The Old Covenant simply must bring its expectation into line with the decree of God that was revealed clearly enough in Isaiah 61:1-2: the Spirit of the Lord has sent the messiah to "proclaim good tidings to the poor, to heal the brokenhearted... to proclaim the year of the Lord's favor." And if "liberty" is promised "to the captives" and "redemption to those in shackles," this apparently means something beyond the sort of political development hoped for by the Baptist suffering in his prison. Social and political developments may well follow from the true eschatological event that Jesus constituted, but the order he established dare not be reversed. Had not Yahweh throughout the course of history repeatedly disappointed, indeed, deliberately crushed, his people's earthly expectations and longings?

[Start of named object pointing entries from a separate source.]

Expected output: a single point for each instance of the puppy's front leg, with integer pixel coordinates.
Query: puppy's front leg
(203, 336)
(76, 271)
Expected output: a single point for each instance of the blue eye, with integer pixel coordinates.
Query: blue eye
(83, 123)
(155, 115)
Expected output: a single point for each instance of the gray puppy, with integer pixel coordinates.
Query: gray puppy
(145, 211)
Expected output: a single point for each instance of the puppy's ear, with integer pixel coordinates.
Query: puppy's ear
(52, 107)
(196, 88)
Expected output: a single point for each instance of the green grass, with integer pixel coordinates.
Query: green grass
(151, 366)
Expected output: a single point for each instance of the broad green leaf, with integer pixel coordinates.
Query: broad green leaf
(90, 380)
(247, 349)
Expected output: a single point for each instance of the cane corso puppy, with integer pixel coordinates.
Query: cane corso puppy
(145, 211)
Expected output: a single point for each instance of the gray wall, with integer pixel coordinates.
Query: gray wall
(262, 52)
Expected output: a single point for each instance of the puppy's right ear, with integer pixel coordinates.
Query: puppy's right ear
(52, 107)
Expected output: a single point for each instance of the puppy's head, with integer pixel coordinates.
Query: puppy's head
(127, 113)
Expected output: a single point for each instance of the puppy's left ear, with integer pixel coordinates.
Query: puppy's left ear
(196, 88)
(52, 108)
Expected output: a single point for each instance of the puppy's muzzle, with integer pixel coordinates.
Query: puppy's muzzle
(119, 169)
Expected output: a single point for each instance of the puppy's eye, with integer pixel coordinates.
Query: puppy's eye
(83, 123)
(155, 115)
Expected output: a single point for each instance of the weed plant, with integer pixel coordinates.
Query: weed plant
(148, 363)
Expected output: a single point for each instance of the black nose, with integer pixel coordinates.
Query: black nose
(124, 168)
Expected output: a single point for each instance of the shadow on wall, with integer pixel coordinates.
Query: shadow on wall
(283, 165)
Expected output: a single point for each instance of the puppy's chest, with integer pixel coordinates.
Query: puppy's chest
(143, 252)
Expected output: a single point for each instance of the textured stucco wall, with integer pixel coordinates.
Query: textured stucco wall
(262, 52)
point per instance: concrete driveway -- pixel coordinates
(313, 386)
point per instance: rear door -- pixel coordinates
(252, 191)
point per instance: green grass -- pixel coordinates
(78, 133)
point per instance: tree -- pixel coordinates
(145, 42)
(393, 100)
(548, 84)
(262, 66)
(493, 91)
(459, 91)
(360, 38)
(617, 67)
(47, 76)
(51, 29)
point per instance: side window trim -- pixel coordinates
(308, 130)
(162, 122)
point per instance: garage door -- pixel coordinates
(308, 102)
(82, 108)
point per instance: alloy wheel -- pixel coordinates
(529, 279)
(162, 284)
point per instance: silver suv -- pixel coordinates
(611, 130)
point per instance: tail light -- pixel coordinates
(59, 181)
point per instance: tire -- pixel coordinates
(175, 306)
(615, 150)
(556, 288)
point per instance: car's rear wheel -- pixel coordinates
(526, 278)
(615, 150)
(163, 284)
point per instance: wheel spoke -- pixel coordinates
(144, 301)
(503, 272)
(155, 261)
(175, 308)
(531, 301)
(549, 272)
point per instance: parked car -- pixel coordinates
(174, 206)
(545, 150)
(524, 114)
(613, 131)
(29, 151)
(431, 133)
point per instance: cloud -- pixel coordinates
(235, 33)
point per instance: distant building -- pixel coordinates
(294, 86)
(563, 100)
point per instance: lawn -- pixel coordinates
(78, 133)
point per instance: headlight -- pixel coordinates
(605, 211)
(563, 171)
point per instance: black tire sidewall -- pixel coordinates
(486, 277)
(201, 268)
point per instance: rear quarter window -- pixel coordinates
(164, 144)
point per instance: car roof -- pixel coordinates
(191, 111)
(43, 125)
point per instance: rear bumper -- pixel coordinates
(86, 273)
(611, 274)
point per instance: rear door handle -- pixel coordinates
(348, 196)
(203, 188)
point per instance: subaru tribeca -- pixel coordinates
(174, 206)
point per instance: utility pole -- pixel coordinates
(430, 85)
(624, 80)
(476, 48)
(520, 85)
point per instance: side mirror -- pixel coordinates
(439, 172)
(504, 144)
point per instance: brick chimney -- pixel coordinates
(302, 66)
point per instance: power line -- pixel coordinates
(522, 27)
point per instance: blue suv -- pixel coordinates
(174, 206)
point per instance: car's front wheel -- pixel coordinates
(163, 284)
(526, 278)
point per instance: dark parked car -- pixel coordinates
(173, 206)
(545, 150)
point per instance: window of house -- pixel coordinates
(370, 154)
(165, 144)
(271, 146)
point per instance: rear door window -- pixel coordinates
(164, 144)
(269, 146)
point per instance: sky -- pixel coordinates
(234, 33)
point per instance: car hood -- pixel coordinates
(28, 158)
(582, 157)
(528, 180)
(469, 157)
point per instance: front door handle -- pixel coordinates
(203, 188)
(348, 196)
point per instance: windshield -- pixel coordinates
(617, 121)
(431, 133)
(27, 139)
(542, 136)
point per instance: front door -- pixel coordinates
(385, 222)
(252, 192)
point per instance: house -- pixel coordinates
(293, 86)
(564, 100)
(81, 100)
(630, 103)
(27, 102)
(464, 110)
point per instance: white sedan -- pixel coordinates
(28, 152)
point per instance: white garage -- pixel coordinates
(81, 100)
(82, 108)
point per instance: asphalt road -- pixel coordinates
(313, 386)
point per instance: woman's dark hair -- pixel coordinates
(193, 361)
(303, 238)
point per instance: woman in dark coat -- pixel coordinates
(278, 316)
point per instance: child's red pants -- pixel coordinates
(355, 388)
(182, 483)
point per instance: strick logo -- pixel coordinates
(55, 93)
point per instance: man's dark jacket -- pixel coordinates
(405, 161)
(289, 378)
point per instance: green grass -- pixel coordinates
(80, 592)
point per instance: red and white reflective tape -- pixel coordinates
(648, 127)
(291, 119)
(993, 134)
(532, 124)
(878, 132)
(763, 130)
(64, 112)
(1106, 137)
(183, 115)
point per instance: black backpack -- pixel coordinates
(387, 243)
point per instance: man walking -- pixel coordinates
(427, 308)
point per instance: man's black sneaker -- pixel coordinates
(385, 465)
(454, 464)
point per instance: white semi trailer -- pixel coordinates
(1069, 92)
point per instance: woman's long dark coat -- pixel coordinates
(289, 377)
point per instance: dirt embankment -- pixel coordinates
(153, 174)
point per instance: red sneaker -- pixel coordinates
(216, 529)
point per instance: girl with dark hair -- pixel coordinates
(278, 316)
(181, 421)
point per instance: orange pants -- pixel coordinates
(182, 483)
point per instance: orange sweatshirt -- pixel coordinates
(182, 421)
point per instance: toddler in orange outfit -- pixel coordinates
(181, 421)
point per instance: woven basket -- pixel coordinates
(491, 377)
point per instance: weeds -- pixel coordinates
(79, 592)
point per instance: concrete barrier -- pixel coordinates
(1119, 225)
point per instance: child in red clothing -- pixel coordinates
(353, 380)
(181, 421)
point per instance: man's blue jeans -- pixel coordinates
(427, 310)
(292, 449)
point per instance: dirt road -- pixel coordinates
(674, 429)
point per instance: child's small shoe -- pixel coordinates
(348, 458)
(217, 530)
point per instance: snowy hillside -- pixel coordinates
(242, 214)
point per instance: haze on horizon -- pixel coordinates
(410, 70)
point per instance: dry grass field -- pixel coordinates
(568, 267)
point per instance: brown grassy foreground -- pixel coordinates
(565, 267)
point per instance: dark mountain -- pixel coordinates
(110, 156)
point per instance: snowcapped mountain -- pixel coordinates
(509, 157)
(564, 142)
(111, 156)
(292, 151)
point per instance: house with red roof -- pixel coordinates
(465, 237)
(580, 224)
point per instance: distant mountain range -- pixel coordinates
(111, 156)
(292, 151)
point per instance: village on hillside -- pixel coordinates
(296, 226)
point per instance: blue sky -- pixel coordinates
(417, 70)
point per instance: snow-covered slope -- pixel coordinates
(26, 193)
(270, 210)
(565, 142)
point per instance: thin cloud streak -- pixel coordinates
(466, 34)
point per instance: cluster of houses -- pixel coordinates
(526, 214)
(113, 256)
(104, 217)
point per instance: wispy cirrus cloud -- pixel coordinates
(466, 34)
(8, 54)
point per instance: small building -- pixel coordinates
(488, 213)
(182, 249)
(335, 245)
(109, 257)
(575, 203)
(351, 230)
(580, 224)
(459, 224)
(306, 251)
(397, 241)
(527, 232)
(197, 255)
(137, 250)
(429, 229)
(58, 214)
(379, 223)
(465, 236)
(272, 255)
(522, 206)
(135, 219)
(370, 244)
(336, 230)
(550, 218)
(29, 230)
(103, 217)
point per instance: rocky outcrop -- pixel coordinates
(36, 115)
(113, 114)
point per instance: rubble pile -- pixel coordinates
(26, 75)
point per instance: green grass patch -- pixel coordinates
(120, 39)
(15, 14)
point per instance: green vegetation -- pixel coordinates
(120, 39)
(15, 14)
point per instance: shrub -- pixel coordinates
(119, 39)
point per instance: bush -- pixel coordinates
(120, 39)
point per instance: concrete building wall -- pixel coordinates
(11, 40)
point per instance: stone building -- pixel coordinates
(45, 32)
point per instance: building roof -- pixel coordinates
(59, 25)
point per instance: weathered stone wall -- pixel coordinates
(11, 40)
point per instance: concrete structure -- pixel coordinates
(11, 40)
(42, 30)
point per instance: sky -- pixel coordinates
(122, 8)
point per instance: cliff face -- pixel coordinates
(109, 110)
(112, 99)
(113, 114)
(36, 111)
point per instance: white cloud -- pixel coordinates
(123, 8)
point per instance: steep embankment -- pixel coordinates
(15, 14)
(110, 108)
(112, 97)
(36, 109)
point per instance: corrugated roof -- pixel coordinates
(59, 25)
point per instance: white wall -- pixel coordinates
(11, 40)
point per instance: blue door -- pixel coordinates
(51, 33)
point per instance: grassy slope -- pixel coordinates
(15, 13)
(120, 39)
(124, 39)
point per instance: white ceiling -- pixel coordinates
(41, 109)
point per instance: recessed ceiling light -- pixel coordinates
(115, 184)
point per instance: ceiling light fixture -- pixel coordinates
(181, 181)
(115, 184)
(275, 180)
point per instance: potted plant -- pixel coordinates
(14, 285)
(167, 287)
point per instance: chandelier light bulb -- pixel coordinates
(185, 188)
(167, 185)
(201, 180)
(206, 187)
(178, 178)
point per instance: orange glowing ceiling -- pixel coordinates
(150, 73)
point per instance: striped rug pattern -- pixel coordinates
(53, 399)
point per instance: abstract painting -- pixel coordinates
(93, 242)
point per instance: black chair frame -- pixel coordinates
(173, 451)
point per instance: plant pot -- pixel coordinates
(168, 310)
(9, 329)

When Jesus concludes with the warning "happy is he who takes no offense at me" (Matt. 11:6), he addresses the entire Old Covenant in his direct answer to the imprisoned John the Baptist, who needs to tear down some of his "ideological superstructures" in order to uncover the simple meaning of the divine promises. What a withdrawal process Israel has already begun: the Ark of the Covenant taken captive only to be destroyed by fire later along with the entire temple; not even one stone of the rebuilt temple is left standing upon another; the entire holy city lying in rubble. Should not Christians reflect on this object lesson and ask themselves whether the Crusades, the forcible conversion of the Saxons under Charlemagne, the cathedrals, and the Basilica of St. Peter, can be a basis for, even a mere symbol of, "proclaiming the good news to the captives"?